For quantification of patterns of GFP::MYRF, images of stage-synchronized animals were acquired using wide-field microscopy described as above. The same parameters were used, including the power of excitation light, identical objective, exposure duration, and screen display setting. The images are examined and the patterns of GFP::MYRF were categorized based on how consistently the signals are observed at particular subcellular localization throughout the animal body. ‘Weak or unclear signal’ means that no clear signals are detected, or there are some weak signals but they are inconsistent throughout the animal body. Three independent rounds of culture, imaging, and scoring were carried out, and the data were pooled and presented in the percentage column graphs.
For generation of the 3-D plot of MYRF-1GFP (and variants) and RFP-Rab-3 colabeling, each image acquired from Zeiss Airyscan was opened in ImageJ in color mode, a rectangular ROI was selected to contain a complete DD soma, a plug-in program ‘3-D surface plot’ in Analyze menu was run with the following parameters, Filled; Grid Size 128; Smoothing 1.5; Perspective 0; Lighting 0.2 to generate the plot image.

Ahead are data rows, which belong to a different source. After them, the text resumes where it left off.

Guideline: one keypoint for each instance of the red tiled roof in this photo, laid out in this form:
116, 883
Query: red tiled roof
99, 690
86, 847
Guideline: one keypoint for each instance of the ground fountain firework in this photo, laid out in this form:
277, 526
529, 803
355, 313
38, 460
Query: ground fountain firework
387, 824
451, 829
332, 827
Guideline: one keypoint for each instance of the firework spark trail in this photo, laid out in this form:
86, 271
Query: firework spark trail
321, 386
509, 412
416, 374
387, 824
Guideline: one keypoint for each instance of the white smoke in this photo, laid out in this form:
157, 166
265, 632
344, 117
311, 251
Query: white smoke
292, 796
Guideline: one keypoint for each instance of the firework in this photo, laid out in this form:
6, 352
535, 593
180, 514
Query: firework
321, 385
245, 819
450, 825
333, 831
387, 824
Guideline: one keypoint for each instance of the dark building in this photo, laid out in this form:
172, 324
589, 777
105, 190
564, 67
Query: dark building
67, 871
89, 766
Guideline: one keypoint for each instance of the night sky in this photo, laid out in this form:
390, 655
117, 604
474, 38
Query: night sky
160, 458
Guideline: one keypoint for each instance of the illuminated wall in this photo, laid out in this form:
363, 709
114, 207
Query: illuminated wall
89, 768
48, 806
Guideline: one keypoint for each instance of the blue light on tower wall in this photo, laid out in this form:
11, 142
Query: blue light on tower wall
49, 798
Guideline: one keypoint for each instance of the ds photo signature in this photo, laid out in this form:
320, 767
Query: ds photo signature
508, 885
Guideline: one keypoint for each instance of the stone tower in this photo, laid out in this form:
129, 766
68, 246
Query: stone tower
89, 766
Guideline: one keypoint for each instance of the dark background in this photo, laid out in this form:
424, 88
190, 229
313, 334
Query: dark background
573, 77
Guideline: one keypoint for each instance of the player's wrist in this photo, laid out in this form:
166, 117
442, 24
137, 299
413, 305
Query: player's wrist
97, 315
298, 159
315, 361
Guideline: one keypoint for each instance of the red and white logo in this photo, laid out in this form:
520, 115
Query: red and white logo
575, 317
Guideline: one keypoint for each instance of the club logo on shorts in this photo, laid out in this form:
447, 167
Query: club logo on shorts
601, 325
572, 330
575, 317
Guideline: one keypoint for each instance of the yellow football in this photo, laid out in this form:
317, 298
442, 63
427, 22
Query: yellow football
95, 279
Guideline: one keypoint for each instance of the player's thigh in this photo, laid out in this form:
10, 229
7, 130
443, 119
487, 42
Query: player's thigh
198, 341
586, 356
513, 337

For generation of the line plot of MYRF-1(syb1313)1-700 GFP and MYRF-1(syb1333)1-790 GFP, each image stack acquired from Zeiss Airyscan was opened in ImageJ and a single slice with focused seam cell was selected for further analysis. A 20 pixel (~1 μm)-thick, 12-μm-long ROI line was drawn to cross a seam cell in head-to-tail direction. The middle point of the ROI line was positioned at the center of the nucleus. A ROI for analyzing single ventral cord neuron was similarly drawn except for that the line was 5μm-long. A program ‘plot profile’ located in Analyze menu was run and plot data was recorded. The final graph was generated in GraphPad Prism 6. Each plot line represented the intensity distribution across a single cell from an independent animal.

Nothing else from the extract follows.